Jesús sigue molestando a los fariseos fanáticos, porque además de querer modificar sus normas, se atreve a entrar en un territorio pagano. Y este trato con paganos era considerado como una contaminación.

Jesús pone a prueba la confianza de la mujer cananea, pero se deja vencer por su humilde convicción y sana a su hija. Porque ella es capaz de ver más allá de las palabras aparentemente indiferentes de Jesús, y expresa una gran confianza en su misericordia. Jesús se deja cautivar por esa confianza y parece no poder resistirse a los deseos de los que se acercan a él con esa actitud.

Es bella esta actitud del que sabe colocarse en su lugar cuando está frente a Dios, con una humildad que no lo anula, sino que lo llena de confianza. Vale el ejemplo de Santa Catalina de Siena. Ella había tenido un encuentro místico con Jesús que le decía: “Yo soy el que soy, tú eres la que no es”. Pero esto, lejos de rebajarla o detenerla, la convirtió en una de las mujeres más fuertes, valientes y decididas de la historia.

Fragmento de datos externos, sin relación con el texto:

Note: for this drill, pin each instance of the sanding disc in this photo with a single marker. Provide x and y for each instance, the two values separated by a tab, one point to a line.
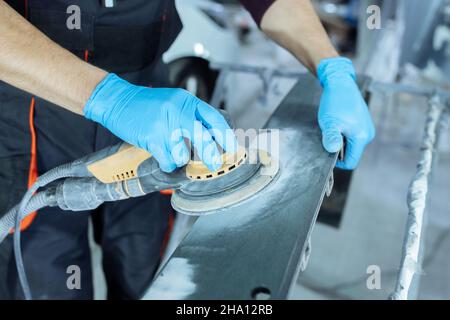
210	196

La expresión “perros” era comúnmente usada por los judíos para referirse a los paganos. Jesús la suaviza diciendo “perritos”, pero no deja de mostrar la predilección por el pueblo judío; sin embargo, ya queda claro que el poder de Jesús comienza a romper las fronteras y su misión se abre al mundo pagano, a pesar del rechazo que esto provocaba en los poderosos judíos más fanáticos.

Oración:

“Señor, no permitas que la soberbia y la vanidad se apoderen de mí; no quiero sentirme digno de tus dones, sino acercarme a ti con la simple confianza de la mujer cananea, con un corazón humilde y pequeño ante tu grandeza”.